就活サイトのページを活用するなら、ホームページと就活サイトで内容の違うところをチェックするといいでしょう。内容の違うところが学生に真にアピールしたいポイントだからです。そのポイントを選考で活用すれば内定にぐっと近づきます。
3-4OB・OG訪問
他の学生と徹底的に差別化したいなら、OB・OG訪問がおすすめです。説明会や求人票では得られない生の情報を聞くことが可能となります。ただし、しっかりと準備しないと型通りの質問で終わってしまうので注意が必要です。

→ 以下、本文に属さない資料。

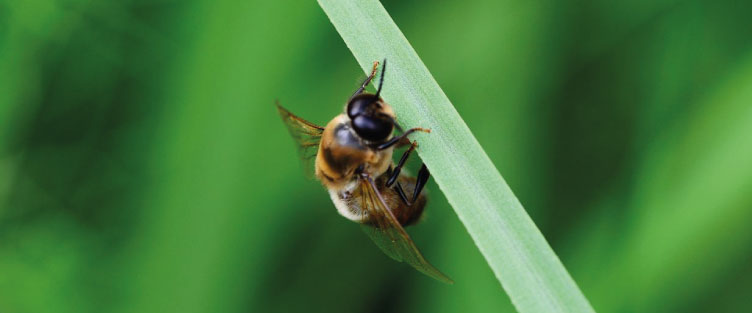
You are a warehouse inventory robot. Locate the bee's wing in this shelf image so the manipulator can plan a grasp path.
[277,103,324,177]
[355,176,454,284]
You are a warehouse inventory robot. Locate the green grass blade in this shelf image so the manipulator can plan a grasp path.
[319,0,593,312]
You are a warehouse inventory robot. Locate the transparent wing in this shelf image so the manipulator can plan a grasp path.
[355,179,454,284]
[277,103,324,177]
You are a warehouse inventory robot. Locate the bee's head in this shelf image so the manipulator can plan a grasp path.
[347,60,399,142]
[347,93,394,142]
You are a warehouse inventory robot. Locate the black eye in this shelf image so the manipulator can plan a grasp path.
[347,93,379,118]
[352,115,393,141]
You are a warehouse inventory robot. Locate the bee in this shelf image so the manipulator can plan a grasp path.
[277,60,453,284]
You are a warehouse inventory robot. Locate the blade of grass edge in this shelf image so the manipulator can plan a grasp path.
[318,0,594,312]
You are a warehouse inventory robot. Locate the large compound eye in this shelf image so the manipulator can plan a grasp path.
[352,115,394,142]
[347,93,379,118]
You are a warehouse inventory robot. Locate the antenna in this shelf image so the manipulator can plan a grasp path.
[376,58,386,99]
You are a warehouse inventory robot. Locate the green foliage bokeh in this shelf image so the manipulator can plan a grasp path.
[0,0,752,313]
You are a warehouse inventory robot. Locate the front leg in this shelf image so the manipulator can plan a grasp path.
[372,127,431,150]
[386,142,418,187]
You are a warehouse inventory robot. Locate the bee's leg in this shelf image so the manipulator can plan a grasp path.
[413,164,431,202]
[373,127,431,150]
[350,61,379,98]
[394,182,413,206]
[386,142,418,187]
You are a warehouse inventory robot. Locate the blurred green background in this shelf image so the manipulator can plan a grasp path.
[0,0,752,313]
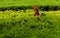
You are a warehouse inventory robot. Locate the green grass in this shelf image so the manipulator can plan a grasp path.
[0,0,60,7]
[0,10,60,38]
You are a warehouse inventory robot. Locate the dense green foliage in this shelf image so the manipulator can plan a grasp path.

OB・OG訪問を活用するなら、直接聞くことでしか聞けない会社の裏の裏を知ることが大切です。むろん簡単には話してはくれませんので、聞き出せるような話し方なども研究する必要があります。
OB・OG訪問の詳しいやり方や参加するメリットなどは以下の記事で詳しくご紹介しています。ぜひ参考にしてみてください。
4.まとめ
いかがでしたか?企業研究は忙しい就職活動の中で見落とされがちですが、しっかり行わなければ選考だけでなく今後のキャリアにも悪影響を与えてしまいます。企業研究をしっかりと行い、自分の思い描くキャリアを達成できる企業に入社しましょう!